Why do witches wear tall pointy hats? You’ve probably never questioned it through years of Harry Potter and Hocus Pocus, but it has to have come from somewhere, right? As it turns out, that hat’s probable origin, like a lot of human history, is pretty racist.
While witches and their aesthetic are pretty trendy these days, that wasn’t always the case. You don’t have to go back too far in history to reach a point where witches were associated with all things vile and despicable – most prominently the Prince of Darkness, Satan himself.
And, going back even further, witches were not the only group to be associated with Satan by the Christian church, either. Another group commonly accused of consorting with the devil during the Middle Ages were Jewish people.
During this time, a version of the ‘satanic panic’ of the 1980s existed in many European Christian countries, though at that time it was Jewish people who were considered the culprits. Starting around the 12th century it was a common belief that Jewish people possessed magical powers gained from deals with the devil.
Jewish people were often accused of murdering Christian children in grisly sacrifices that mocked the Christian Eucharist.

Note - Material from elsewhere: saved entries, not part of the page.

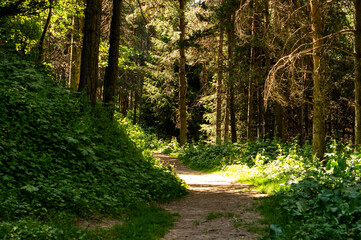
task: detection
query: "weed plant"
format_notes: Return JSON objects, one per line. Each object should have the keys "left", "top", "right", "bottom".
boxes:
{"left": 0, "top": 49, "right": 186, "bottom": 239}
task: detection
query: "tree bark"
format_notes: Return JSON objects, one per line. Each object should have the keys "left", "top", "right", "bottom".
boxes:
{"left": 310, "top": 0, "right": 326, "bottom": 161}
{"left": 37, "top": 3, "right": 52, "bottom": 61}
{"left": 103, "top": 0, "right": 123, "bottom": 118}
{"left": 247, "top": 1, "right": 255, "bottom": 141}
{"left": 133, "top": 90, "right": 138, "bottom": 124}
{"left": 354, "top": 0, "right": 361, "bottom": 146}
{"left": 247, "top": 45, "right": 254, "bottom": 141}
{"left": 179, "top": 0, "right": 187, "bottom": 146}
{"left": 78, "top": 0, "right": 102, "bottom": 107}
{"left": 224, "top": 88, "right": 230, "bottom": 143}
{"left": 216, "top": 28, "right": 224, "bottom": 144}
{"left": 69, "top": 10, "right": 84, "bottom": 91}
{"left": 262, "top": 0, "right": 271, "bottom": 139}
{"left": 227, "top": 10, "right": 236, "bottom": 143}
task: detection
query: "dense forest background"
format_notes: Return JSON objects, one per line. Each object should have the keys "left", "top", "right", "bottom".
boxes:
{"left": 1, "top": 0, "right": 360, "bottom": 160}
{"left": 4, "top": 1, "right": 361, "bottom": 239}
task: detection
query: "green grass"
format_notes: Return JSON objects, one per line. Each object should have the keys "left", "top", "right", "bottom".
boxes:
{"left": 193, "top": 220, "right": 201, "bottom": 226}
{"left": 206, "top": 212, "right": 224, "bottom": 221}
{"left": 0, "top": 205, "right": 175, "bottom": 240}
{"left": 215, "top": 165, "right": 292, "bottom": 194}
{"left": 112, "top": 205, "right": 175, "bottom": 240}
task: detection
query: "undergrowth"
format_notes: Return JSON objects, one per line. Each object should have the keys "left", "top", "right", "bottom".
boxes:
{"left": 176, "top": 139, "right": 361, "bottom": 239}
{"left": 0, "top": 49, "right": 186, "bottom": 239}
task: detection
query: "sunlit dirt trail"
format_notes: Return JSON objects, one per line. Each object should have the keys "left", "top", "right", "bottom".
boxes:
{"left": 154, "top": 152, "right": 267, "bottom": 240}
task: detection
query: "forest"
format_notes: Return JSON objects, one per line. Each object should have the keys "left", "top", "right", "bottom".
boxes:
{"left": 1, "top": 0, "right": 361, "bottom": 239}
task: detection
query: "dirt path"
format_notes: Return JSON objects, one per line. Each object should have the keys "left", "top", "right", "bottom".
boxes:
{"left": 154, "top": 153, "right": 267, "bottom": 240}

So what does this have to do with pointy hats? Before the more well-known yellow badge that denoted a person was Jewish in the Middle Ages, a type of cap called a judenhut or Jewish hat was often worn to signify someone was Jewish.

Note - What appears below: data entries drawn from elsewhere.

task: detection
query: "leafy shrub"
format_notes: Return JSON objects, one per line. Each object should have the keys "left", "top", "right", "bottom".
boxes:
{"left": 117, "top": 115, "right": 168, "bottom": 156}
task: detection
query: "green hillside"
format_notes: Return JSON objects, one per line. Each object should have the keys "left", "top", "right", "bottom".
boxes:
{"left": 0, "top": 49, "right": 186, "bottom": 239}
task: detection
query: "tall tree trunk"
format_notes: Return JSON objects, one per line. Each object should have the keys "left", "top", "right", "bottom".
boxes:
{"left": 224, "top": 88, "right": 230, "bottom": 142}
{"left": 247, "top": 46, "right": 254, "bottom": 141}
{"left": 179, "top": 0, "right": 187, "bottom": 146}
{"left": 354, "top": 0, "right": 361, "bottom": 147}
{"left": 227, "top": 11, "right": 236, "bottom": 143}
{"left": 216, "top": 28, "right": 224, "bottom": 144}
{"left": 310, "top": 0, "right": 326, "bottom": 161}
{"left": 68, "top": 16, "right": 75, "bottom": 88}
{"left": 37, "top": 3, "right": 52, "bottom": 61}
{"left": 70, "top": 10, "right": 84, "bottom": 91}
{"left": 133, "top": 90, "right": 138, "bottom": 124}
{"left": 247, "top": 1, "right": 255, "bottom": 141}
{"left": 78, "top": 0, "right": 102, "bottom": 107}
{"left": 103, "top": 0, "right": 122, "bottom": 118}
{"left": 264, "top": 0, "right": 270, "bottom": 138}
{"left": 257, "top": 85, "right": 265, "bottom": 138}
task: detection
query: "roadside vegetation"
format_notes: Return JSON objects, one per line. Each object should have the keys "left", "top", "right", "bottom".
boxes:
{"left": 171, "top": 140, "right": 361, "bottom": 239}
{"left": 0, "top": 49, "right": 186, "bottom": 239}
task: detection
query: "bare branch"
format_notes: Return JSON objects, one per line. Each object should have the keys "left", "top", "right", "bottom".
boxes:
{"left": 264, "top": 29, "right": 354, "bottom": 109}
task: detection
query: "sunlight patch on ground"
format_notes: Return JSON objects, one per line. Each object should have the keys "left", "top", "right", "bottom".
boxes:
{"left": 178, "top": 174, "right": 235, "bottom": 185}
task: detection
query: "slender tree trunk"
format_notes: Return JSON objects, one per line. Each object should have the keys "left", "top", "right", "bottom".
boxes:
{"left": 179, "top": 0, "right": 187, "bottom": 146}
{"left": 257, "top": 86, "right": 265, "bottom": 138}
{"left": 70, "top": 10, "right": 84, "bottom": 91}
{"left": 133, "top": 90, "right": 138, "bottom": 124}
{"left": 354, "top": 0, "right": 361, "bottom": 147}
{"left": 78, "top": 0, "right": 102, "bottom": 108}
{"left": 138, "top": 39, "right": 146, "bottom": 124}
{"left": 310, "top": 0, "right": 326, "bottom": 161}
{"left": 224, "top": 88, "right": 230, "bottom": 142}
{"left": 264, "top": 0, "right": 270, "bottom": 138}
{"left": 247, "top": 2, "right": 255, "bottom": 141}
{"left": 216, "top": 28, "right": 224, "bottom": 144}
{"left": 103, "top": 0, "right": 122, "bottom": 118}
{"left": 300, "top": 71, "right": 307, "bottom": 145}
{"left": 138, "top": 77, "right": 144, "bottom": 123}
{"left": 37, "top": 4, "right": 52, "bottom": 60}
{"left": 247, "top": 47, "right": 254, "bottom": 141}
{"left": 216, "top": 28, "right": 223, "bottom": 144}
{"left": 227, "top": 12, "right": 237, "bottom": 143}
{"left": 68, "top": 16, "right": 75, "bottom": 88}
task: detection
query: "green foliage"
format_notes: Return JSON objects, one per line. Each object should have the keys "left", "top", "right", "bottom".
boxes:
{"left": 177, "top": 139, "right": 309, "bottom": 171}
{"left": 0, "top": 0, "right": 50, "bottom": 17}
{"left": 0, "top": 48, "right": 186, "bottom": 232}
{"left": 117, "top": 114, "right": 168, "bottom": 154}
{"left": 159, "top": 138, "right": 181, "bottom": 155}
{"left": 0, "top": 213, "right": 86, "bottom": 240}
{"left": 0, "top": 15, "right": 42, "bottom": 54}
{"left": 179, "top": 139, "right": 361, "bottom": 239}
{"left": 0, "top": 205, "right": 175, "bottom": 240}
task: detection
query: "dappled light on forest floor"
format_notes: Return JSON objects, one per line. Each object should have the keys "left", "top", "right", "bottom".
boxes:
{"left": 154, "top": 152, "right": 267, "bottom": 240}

[clear] While initially Jewish people brought this fashion with them as they immigrated and wore it with pride, later they were forced to wear the caps to make sure they were distinguishable from the Christian population.
The judenhut takes a lot of different forms, some with a skinny peak with a ball on top, but others look almost exactly like the witches hats we know today. So when Jewish people were depicted in medieval art taking part in Satanic rituals, they often wore these pointy hats – sometimes even the devil was depicted in one himself.
Another common artistic motif was a scene of Jewish people being burned alive – again, wearing their pointed hats, and again a scene that is also common to that of witches.
The hats themselves were sometimes seen as demonic in themselves – their Latin name pilleus cornutus or ‘horned skullcap’ directly links the style of hat to the Horned One himself, and horns were one of the easiest shortcuts for depicting something as demonic.
That being said, the pointed hat wasn’t regularly connected to witchcraft until centuries later, but it’s likely that the anti-Semetic imagery that persisted through the centuries was a strong influence on this symbolic choice.